Q&A with Nwamaka Eneanya, MD, MPH, on Advancing Health Equity and Removing Race from Assessment of Renal Function — a Driver of Disparities in Timely Access to Care
Two female patients with advanced kidney disease walk into a physician’s office. Their heights and weights are equal, their ages the same, their laboratory reports identical. They are alike in almost every way, yet only one qualifies for a transplant list. The other does not — because she is Black.
For the last two decades, a clinical laboratory test called eGFR — which stands for estimated glomerular filtration rate — has been used to evaluate how efficiently a person’s kidneys remove creatinine, a waste product they filter out of blood. The eGFR equation reports a score based on measured creatinine levels while also considering a patient’s age, gender, and race. Nephrologist Nwamaka Eneanya, MD, MPH, an assistant professor in Epidemiology and in Renal-Electrolyte and Hypertension at the Perelman School of Medicine, is working to eliminate race from the formula. She has lobbied extensively for this change, including in a wave-making 2019 Journal of the American Medical Association paper that helped propel the issue to a national stage.
How does race affect a person’s eGFR?
The researchers who developed these equations discovered that Black study participants had higher creatinine levels compared to white study participants — despite having similar kidney function. The researchers proposed that the reasons for their findings were due to Black people having more muscle mass than white people. Since people with more muscle mass make more creatinine, they concluded that Black patients’ eGFR scores should be adjusted with a multiplication factor. Clinicians have been performing this “race correction” for more than 20 years, so Black patients are routinely assigned higher kidney function than those of other races.

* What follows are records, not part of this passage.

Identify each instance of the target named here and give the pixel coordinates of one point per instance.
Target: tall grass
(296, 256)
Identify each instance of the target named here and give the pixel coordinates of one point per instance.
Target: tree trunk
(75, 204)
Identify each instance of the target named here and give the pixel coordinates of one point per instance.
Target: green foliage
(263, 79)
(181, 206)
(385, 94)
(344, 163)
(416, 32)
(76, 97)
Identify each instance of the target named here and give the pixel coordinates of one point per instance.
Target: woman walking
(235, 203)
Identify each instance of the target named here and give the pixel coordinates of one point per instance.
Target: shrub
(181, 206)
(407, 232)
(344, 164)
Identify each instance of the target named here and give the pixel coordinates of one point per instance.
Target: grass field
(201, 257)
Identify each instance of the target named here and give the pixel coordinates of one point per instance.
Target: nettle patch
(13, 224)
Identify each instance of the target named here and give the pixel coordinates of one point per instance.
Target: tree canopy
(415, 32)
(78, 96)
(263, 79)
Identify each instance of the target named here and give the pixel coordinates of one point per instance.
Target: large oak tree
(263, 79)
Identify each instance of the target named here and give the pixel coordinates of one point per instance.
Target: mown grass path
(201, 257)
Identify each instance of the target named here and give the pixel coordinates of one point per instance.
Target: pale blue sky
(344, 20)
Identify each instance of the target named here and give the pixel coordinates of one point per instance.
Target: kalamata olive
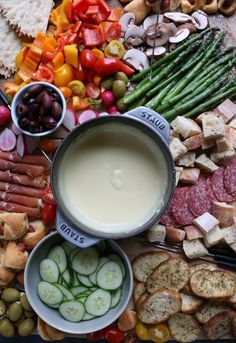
(21, 110)
(10, 295)
(46, 101)
(34, 89)
(15, 311)
(49, 122)
(56, 110)
(6, 328)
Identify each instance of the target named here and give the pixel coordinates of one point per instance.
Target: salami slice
(217, 184)
(230, 178)
(198, 200)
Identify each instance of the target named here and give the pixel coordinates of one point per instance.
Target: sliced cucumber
(115, 297)
(65, 292)
(49, 294)
(109, 276)
(49, 270)
(58, 255)
(98, 302)
(84, 280)
(85, 262)
(72, 311)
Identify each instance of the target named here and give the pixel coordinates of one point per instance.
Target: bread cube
(189, 176)
(213, 127)
(177, 148)
(187, 160)
(213, 237)
(205, 164)
(194, 249)
(206, 222)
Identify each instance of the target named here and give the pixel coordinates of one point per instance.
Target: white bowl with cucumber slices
(78, 290)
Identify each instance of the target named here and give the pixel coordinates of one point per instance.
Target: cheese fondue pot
(113, 177)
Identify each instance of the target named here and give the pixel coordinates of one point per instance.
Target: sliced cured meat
(217, 184)
(198, 201)
(230, 178)
(180, 209)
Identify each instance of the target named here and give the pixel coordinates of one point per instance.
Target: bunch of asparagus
(194, 78)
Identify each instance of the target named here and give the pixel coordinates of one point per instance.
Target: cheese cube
(187, 160)
(205, 164)
(213, 127)
(177, 148)
(213, 237)
(206, 222)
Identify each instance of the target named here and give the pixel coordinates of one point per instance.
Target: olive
(119, 88)
(121, 106)
(56, 110)
(107, 83)
(3, 308)
(10, 295)
(21, 110)
(121, 76)
(34, 89)
(6, 328)
(26, 327)
(49, 122)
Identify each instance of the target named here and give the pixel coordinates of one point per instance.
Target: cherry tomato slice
(92, 91)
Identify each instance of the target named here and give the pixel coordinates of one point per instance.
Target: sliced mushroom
(200, 20)
(158, 51)
(181, 35)
(137, 59)
(134, 35)
(157, 35)
(127, 20)
(177, 17)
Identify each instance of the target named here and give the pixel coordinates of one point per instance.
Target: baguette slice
(172, 274)
(216, 284)
(219, 325)
(184, 327)
(145, 263)
(159, 306)
(209, 310)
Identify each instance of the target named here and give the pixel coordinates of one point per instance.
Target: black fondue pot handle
(152, 119)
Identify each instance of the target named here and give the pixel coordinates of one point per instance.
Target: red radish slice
(20, 146)
(87, 115)
(70, 119)
(7, 140)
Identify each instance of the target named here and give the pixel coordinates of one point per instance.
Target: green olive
(10, 295)
(6, 328)
(121, 105)
(15, 312)
(121, 76)
(3, 308)
(119, 88)
(25, 303)
(26, 327)
(106, 83)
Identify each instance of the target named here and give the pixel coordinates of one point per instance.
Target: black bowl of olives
(38, 109)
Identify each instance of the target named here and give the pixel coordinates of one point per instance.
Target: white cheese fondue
(113, 178)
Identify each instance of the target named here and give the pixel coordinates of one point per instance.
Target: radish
(87, 115)
(7, 140)
(108, 98)
(70, 119)
(20, 146)
(5, 115)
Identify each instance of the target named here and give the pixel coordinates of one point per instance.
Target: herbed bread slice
(184, 327)
(159, 306)
(145, 263)
(219, 325)
(216, 284)
(172, 274)
(209, 310)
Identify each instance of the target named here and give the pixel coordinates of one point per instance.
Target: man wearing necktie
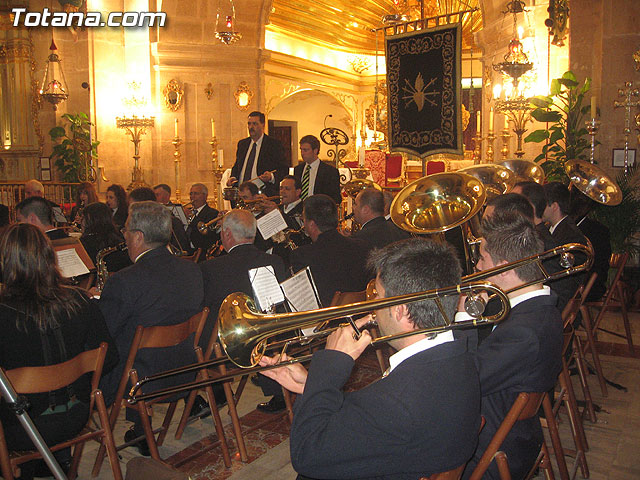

Why is this race multiplier problematic?
Human genome studies have shown there are no inherent biological differences between races. Those studies reporting that Black people had greater muscle mass were flawed, but no one questioned them. Patients’ eGFR scores inform many clinical decisions; guidelines recommend a chronic kidney disease diagnosis at less than 60, a specialist referral at less than 30, and placement on a transplant list at less than 20. If we “correct” Black patients’ scores, we refer them for care too late. This is a big deal because Black people are disproportionately affected with more advanced stages of kidney disease — they are also known to progress more quickly than others to needing dialysis and transplant.
If the multiplier can cause harm, why do physicians continue using it?
Not everyone approaches medicine with a health equity lens. Many clinicians are not aware of existing disparities — how Black patients do not get referred to nephrology as early as white patients and do not have sufficient access to transplant [procedures]. In medicine, the tendency is to say, “This is what a study showed, so this is what we should do,” focusing on biomarkers and statistical tests without examining issues of ethics or health equity.
How can physicians make sure Black patients are getting proper care?
I sit on a joint American Society of Nephrology-National Kidney Foundation task force that is revising formal eGFR reporting guidelines to exclude racial bias. Many physicians across the country, including some at Penn, have stopped using the race multiplier already. And while the eGFR is a frontline test for kidney function, there are other tests that don’t incorporate race. When there is any doubt about the accuracy of an eGFR score, other confirmatory tests that do not use race should be performed.
You serve as director of Health Equity, Anti-Racism, and Community Engagement in the Renal Electrolyte and Hypertension Division. What does that role entail?
Internally, I focus on diversity, inclusion, and relationship-building among staff, faculty, and trainees. Our division employs many individuals from minority racial and ethnic backgrounds, and I make sure they feel seen, heard, and valued. For example, in the dialysis unit, we are putting up a board with everyone’s pictures and names, because colleagues feel unseen if you don’t know them by name. We also recently held an inaugural staff awards ceremony, which was a big success.
There’s more to the job than staff initiatives. I’m currently looking into creating endowments for racial/ethnic minority student research pipeline programs, so our division can support them perpetually. And out in the community, we have a kidney disease awareness and screening program that’s run completely by undergraduate students — I’m helping them apply for a grant to incorporate food insecurity into their screenings.
Penn has done a great thing in appointing diversity and inclusion directors for every department and allowing them to implement changes that are reformative, not performative. We all need to work harder to advance equity — and here, I am empowered to do that.